Brad, we're an integrator who primarily deals in and promotes Geutebruck's GeViScope VMS, which is based out of Germany. I asked one of their SDK team members about integrating GigE cameras into the VMS and they said it should be doable with their SDK. What also makes me think of Geutebruck is they already have integration with and have a close relation ship with Basler and their IP cameras, and Basler also does machine vision cameras. So mabe it's not too far of a leap to do. And if anyone can pull it off, I think the Germans can.

U
Undisclosed
Sep 10, 2013

Thanks for the suggestion, we will check that out.

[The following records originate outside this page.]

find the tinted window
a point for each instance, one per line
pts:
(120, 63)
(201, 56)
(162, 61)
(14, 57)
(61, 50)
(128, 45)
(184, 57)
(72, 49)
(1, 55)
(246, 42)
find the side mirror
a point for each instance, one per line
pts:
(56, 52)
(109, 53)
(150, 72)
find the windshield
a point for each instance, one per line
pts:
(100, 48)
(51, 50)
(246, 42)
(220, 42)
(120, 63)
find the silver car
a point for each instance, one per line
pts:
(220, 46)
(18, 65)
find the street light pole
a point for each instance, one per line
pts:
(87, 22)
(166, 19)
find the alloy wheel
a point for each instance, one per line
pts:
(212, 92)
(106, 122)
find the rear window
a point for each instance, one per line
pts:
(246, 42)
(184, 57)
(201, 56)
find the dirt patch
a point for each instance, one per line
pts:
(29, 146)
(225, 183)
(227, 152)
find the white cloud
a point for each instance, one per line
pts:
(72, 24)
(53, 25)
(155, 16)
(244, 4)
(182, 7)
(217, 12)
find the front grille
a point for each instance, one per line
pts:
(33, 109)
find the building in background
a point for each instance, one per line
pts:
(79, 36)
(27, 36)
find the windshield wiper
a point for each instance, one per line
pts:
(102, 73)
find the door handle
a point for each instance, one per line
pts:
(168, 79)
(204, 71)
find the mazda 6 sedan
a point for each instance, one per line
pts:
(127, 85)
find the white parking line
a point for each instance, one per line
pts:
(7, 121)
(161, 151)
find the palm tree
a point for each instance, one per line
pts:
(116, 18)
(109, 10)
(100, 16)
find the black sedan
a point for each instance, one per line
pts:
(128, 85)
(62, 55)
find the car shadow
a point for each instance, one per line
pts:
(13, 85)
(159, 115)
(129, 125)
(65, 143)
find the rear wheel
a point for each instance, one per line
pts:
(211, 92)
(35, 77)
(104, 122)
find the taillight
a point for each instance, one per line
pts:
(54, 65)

Maybe that is the way to work with other VMS as well.

JH
John Honovich
Sep 10, 2013
IPVM

Next question - remote monitoring. You have this beautiful, uncompressed HD stream and its being recorded by Luxirot or Geutebruck, etc.

Now, how do I view that feed from a computer in another room or another building or other city? Is the VMS transcoding to stream out? If so, how much load does that consumer? What impact?